За что, за какую вину?
Тут вот у них столпотворение вавилонское, и по газетам великий шум, а
всего-то дерутся два человека на кулачки, чемпионы бокса, француз и
здешний, и вся страна точно сошла с ума. Только о том и слышно, и все-то
ставят ставки, и большие стекутся миллионы. А все-то для того, что два
человека повывернут друг дружке скулы, и делу конец...
А в России голод и, слышно, люди едят друг дружку. А тут никому ника-
кого дела, точно и нету России, и в газетах о России на самом последнем
месте, мелкими буковками.
А - боятся! Боятся нас. Если бы не боялись, не стали бы так огоражи-
ваться. И тот французик боится.
- Иван, русский Иван!
Эх, даже круги в глазах.
А забыли, как перед войною, что писали тогда?..
Это вот мне рассказал один человек русский, морской капитан. Познако-
мился я здесь с ним в русской книжной лавочке, что около музея.
Тут в аббатстве, в соборе, видел я могилы великих людей. И посереди
тех могил, на почетнейшем месте, - новенькая плита. Похоронен под нею
простой солдат, из братской могилы, с полей сражения. И никто не знает
имени того солдата. И всякий день над могилою гора свежих цветов. Всякий
день на могилу приходят, - невесты, матери, жены, сестры убитых в войне
воинов и приносят цветы, как на свою могилу, - на могилу жениха, сына,
мужа, брата... Много я подивился.
Так вот рассказывал мне русский моряк, что после войны, во Франции, в
Париже, тоже так похоронили солдата с полей сражения из общей братской
могилы. И великие были отданы тому солдату почести, и великое было сте-
чение народа. Съехалися со всего мира короли, президенты, правители всех
стран, воевавших противу Германии, и невиданный был устроен парад, и
участвовали в том параде войска многих государств и многих народов, бе-
локожие, чернокожие и желтокожие. Миллионы людей принесли с собою цветы.
И только не присутствовала на тех похоронах Россия, и не участвовали в
параде российские войска. Почитались тогда русские люди предателями, и о
них не говорили.
А когда похоронили неведомого солдата, взятого из безымянной могилы,
и множество людей ежедневно стало стекаться, чтобы поклониться его пра-
ху, - страшная и странная распространилась молва: будто неизвестный сол-
дат, которому поклоняются миллионы - был русским... Будто взяли из моги-
лы случайно русского убитого солдата, и ныне вся Франция и другие народы
носят цветы на могилу неведомого русского мужика...
Вот какая молва!
Так меня взволновало, ночи не сплю, думаю: а ведь могло, могло
быть!..
Вот бы порассказать французику.
И очень я себя стал чувствовать плохо, и такая опять тоска. Точно и
не мил больше свет. И опять мне стало казаться, что уж никогда, никогда
не увижу Россию.
А тут вот самое это с Лукичем.
Был он последнее время какой-то, не в себе. Сидит и смотрит, про себя
шепчет, - и глаза страшные и чужие, точно видит сквозь стенку. Окликнешь
его, - обернется. И улыбка жалкая, детская. И все-то валилося у него из
рук. Столько раз оборачивал свою керосинку, раз чуть потушили пожар.

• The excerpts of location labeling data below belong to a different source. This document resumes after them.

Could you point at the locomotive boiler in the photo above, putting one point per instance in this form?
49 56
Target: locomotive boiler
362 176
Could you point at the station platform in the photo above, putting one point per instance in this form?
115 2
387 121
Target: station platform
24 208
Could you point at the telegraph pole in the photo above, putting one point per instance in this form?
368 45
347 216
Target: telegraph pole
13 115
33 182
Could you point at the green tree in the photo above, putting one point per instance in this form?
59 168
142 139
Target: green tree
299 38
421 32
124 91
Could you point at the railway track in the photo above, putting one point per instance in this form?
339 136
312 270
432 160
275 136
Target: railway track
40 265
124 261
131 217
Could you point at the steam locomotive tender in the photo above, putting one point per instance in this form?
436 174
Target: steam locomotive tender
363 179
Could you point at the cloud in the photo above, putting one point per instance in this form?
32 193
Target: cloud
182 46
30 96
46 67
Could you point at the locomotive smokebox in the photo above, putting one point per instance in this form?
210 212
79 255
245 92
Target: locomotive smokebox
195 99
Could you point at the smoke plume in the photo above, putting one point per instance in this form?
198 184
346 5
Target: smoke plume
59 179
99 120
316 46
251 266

Донимал его наш заведующий. - Этакой костривый и досадный немец. По-
лагается здесь с нас плата, пустяшная, в неделю по гривеннику, на убор-
ку. Так вот не было у Лукича денег, и задолжал он за месяц. А тот его
письмами, принесет и сам положит на подушку: "Милостивый Государь"...

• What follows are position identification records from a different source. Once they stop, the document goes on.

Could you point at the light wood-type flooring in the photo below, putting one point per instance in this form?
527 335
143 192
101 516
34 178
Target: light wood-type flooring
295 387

Письма эти Лукича и доканали.
Очень он был аккуратный и за себя был гордый.
Уж мы с Сотовым сговорились, - нет-нет, соберем деньжонок и ему доне-
сем, что вот, мол, получена помощь из такого-то комитета, постольку-то
на человека. Всучим ему обманом.
А так, - нипочем не возьмет. Лучше голодовать станет.

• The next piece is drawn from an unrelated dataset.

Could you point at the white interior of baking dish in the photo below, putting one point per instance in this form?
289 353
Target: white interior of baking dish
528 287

И как тосковал он по России!
Дотосковался... Так раз под вечер, приехал я из города, привез заказ
- книги. Вхожу в переплетную - она у нас наверху и всегда открыта - и
вижу: стоит у самого окна человек, голову нагнувши, и будто смотрит на
стол. Там у нас всякие лоскутки и банки с клеем. Подошел я поближе: Лу-
кич, - по пиджаку я признал, по серенькому. И как-то очень уж неподвиж-
но.
- Лукич!
Грохнул я книгами о пол.
- Лукич! Лукич!..
А он - холодный. И ноги этак на вершок от самого полу. Крючек у нас
над окном, для занавески, вот он со стола шнурочек и зацепил. Со стола и
спрыгнул. Уронил баночку с клеем.
Собрали мы ему на похороны у нас же в Лавре.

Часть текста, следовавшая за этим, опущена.